Tout a commencé quand Umberto Suarez (Jose Luis Gomez), un millionnaire de 80 ans, a voulu produire un excellent film. Le meilleur des films. C’est pourquoi il a acheté au prix fort les droits d’adaptation du roman “Rivalry”, écrit par le prix Nobel de littérature. Puis, toujours dans sa volonté de réaliser le chef-d’œuvre, il engage Lola Cuevas (Penelope Cruz), l’une des meilleures réalisatrices du moment.
L’excentrique Lola prévient immédiatement : sa lecture du roman sera très libre. Et il transforme le scénario en une histoire de rivalité entre deux frères, Manuel, qui envoie en prison son frère Pedro, responsable de la mort de leurs parents dans un accident de voiture alors qu’il était ivre.

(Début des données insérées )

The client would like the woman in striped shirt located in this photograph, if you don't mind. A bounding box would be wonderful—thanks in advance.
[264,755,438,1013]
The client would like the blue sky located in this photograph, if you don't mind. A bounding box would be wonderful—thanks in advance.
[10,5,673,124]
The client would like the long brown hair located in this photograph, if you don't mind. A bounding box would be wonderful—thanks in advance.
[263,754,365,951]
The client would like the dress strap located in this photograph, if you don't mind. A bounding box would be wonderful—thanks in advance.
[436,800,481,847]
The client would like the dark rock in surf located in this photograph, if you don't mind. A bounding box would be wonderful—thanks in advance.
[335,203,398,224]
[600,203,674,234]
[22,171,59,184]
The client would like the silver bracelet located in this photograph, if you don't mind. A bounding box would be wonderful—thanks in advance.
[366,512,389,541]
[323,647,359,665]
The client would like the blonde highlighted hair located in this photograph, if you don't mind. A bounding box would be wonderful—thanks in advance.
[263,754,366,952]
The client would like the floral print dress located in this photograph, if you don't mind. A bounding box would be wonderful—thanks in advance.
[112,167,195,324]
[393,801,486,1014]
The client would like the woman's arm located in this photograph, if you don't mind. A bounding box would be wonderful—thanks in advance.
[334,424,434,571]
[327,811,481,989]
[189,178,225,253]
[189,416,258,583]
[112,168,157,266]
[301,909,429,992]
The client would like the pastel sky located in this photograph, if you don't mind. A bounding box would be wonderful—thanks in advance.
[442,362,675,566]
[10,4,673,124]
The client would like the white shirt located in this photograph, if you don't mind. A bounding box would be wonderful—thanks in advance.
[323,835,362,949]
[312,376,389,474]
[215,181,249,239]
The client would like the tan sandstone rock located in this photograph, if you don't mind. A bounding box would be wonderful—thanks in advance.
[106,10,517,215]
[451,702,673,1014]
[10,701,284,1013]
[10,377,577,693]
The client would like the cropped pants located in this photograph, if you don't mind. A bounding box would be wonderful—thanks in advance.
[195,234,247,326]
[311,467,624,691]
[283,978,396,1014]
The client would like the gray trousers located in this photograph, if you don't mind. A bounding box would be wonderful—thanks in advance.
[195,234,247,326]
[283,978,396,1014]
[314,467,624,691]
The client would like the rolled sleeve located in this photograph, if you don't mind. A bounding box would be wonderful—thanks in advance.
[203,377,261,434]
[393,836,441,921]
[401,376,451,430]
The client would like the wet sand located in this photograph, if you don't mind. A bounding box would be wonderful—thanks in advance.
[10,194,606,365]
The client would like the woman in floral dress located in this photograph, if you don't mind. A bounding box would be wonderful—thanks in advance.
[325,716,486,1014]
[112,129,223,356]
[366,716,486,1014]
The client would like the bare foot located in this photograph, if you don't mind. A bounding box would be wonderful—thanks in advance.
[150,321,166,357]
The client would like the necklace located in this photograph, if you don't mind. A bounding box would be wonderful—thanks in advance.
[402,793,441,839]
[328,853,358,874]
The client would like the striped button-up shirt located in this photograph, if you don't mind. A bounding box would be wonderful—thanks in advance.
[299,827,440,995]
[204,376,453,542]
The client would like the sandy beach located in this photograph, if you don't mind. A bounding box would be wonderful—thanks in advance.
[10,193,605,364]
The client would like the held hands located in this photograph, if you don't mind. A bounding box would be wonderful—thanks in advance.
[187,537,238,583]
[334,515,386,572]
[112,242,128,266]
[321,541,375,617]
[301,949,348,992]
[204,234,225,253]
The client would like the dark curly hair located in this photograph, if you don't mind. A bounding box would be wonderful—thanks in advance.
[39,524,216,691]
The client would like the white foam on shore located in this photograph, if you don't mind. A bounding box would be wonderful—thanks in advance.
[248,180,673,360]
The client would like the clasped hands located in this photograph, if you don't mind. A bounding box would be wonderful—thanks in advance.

Pendant que Pedro purge sa peine, Manuel en profite pour séduire Lucy, la prostituée dont son frère est amoureux.
Lola engagera le grand acteur Ivan Torres (Oscar Martinez) pour jouer Manuel, tandis que Pedro sera interprété par Felix Rivero (Antonio Banderas), une star des films à succès au box-office. On imagine désormais la rivalité entre les deux comédiens, qui se détestent vraiment de plus en plus au fur et à mesure des répétitions.
La relation du trio est vue dans un savant mélange d’humour, de second degré et d’impolitesse par les co-réalisateurs Mariano Cohn et Gaston Dupra, qui a également écrit le scénario avec Andres Dupra. Dans Lola, Penelope Cruz devient une brillante réalisatrice avec ses cheveux roux bouclés, elle s’occupe des deux hommes en leur faisant répéter des lignes banales encore et encore ou en les nouant avec du fil en plastique. Durant tous ces exercices – on sent Ivan méprisant et Félix devient séducteur – elle fait monter la tension entre les deux hommes à son paroxysme.
Avec intelligence, Oscar Martinez et Antonio Banderas laissent toute la salle à Penelope Cruz, qui présente ici l’une de ses meilleures performances, jouant la carte du contrôle et de la manipulation jusqu’au bout. A notre joie.